『石井さん おっぱい』
私は、仕事ではパソコンを使用している。
今の仕事を始める前までは、人差し指だけを使い、タイピングをしていたが、2年目となると、もうすっかりタッチタイピングができるようになった。
(調べたら、今ではブラインドタッチって言わず、タッチタイピングが主流らしい。)
アルバイトで入社した当時、隣の席の先輩が、凄まじい速さでタッチタイピングをしていて圧倒されていたが、今では私があの時の先輩になっている。
ただ、私のタイピングは、勢い重視で必ずといっていいぐらいに誤字してしまう。
そのため、一回打った一文を一度全部削除して、改めて打ち直すのが当たり前の動作となっている。
ある日、社内宛の連絡で、「お疲れ様です。
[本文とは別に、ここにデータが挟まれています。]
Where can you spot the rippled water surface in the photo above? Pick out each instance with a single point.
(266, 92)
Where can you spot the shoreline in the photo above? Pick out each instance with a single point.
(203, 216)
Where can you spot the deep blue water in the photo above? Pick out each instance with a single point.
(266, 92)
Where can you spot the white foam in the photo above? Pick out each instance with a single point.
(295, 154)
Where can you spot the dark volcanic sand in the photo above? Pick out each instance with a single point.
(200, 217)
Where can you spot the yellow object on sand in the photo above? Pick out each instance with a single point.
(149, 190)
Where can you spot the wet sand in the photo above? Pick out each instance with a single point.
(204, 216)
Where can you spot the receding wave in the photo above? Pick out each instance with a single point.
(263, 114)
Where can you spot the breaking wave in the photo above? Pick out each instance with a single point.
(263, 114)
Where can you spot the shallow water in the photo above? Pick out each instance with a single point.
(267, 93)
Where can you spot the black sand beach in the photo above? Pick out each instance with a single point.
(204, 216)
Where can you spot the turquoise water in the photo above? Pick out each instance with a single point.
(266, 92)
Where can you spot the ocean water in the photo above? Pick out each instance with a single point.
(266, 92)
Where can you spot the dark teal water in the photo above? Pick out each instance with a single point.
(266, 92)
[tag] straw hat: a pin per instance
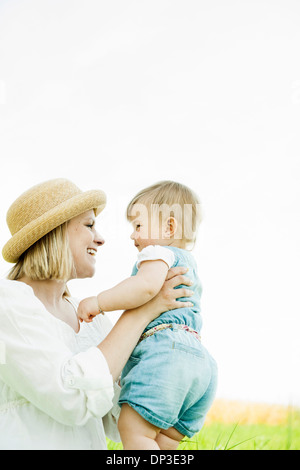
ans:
(43, 208)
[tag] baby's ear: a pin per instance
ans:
(171, 227)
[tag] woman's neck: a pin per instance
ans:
(49, 292)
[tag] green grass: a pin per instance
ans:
(220, 436)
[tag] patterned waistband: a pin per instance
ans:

」を打っていたら、いつもの調子で途中の文字を打ち間違えたらしく、予測変換に『おっぱい』が出てきてしまった。
あまりにも会社と『おっぱい』が結びつかなすぎて、瞬時にリアクションができず、頭より先に体が動き、エンターキーを押していた。
すると、メールの文章内に
『石井さん
おっぱい』
の文字が現れた。
それを見たらようやく頭が追いついてきて、じわじわ笑いが込み上げ、
「おっぱい、て」
と、在宅勤務をいいことに声にしてツッコミを入れる。
これは、私の会社人生で、会社とおっぱいが結びついた唯一の日であろう。
石井さんが結びつけてくれたのかも知れない。
石井さんとは、ボブカットで目がくりくりしている他部署の次長である。
こんなとこで、話に出されて、しかも『おっぱい』と絡めた内容だなんて、迷惑な話であろう。
そのあと、いないはずの観客に惜しまれつつ『おっぱい』はバックスペースで姿を消した。
何も知らない『お疲れ様です。』が姿を現し、何も知らない石井さんは、平気な顔して内容を読むだろう。